The United States secretary of state is a member of the executive branch of the federal government of the United States and the head of the U.S. Department of State. The office holder is one of the highest ranking members of the president's Cabinet, and ranks the first in the U.S. presidential line of succession among Cabinet secretaries.

Created in 1789 with Thomas Jefferson as its first office holder, the secretary of state represents the United States to foreign countries, and is therefore considered analogous to a foreign minister in other countries. The secretary of state is nominated by the president of the United States and, following a confirmation hearing before the Senate Committee on Foreign Relations, is confirmed by the United States Senate. The secretary of state, along with the secretary of the treasury, secretary of defense, and attorney general, are generally regarded as the four most crucial Cabinet members because of the importance of their respective departments.

Secretary of State is a Level I position in the Executive Schedule and thus earns the salary prescribed for that level (US$221,400, as of January 2021). The current secretary of state is Antony Blinken, who was confirmed on January 26, 2021, by the Senate by a vote of 78–22.

History 
The secretary of state originates from the government under the Articles of Confederation. The Congress of the Confederation established the Department of Foreign Affairs in 1781 and created the office of secretary of foreign affairs. After the Constitution of the United States was ratified, the 1st United States Congress reestablished the department, renaming it the Department of State, and created the office of secretary of state to lead the department.

Duties and responsibilities

The stated duties of the secretary of state are to supervise the United States foreign service and immigration policy and administer the Department of State. The secretary must also advise the president on U.S. foreign matters such as the appointment of diplomats and ambassadors, advising the president of the dismissal and recall of these people. The secretary of state can conduct negotiations, interpret, and terminate treaties relating to foreign policy. The secretary also can participate in international conferences, organizations, and agencies as a representative of the United States. The secretary communicates issues relating to the U.S. foreign policy to Congress and citizens. The secretary also provides services to U.S. citizens living or traveling abroad such as providing credentials in the form of passports. Doing this, the secretary also ensures the protection of citizens, their property, and interests in foreign countries.

Secretaries of state also have domestic responsibilities, entrusted in 1789, when the position was first created. These include the protection and custody of the Great Seal of the United States, and the preparation of some presidential proclamations. In the process of extraditing fugitives to or from the country, the secretary serves as the channel of communication between foreign governments, the federal government, and the states.

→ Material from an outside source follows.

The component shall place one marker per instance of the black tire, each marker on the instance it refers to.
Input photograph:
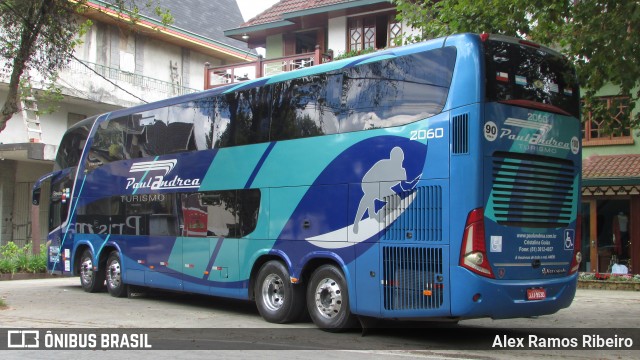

Most of the domestic functions of the Department of State were gradually transferred to other agencies by the late 19th century as part of various administrative reforms and restructurings. Those that remain include storage and use of the Great Seal, performance of protocol functions for the White House, and the drafting of certain proclamations. The secretary also negotiates with the individual states over the extradition of fugitives to foreign countries. Under federal law, the resignation of a president or of a vice president is valid only if declared in writing, in an instrument delivered to the office of the secretary of state. Accordingly, the resignations of President Richard Nixon and of Vice President Spiro Agnew were formalized in instruments delivered to then-Secretary of State Henry Kissinger.

Although they have historically decreased over time, Congress may occasionally add to the responsibilities of the secretary of state. One such instance occurred in 2014, when Congress passed the Sean and David Goldman International Child Abduction Prevention and Return Act which mandated actions the Secretary of State must take in order to facilitate the return of abducted children from nations who are party to the Hague Convention on the Civil Aspects of International Child Abduction. 

As the highest-ranking member of the cabinet, the secretary of state is the third-highest official of the executive branch of the U.S. federal government, after the president and vice president, and is fourth in line to succeed the presidency, after the vice president, the speaker of the House of Representatives, and the president pro tempore of the Senate.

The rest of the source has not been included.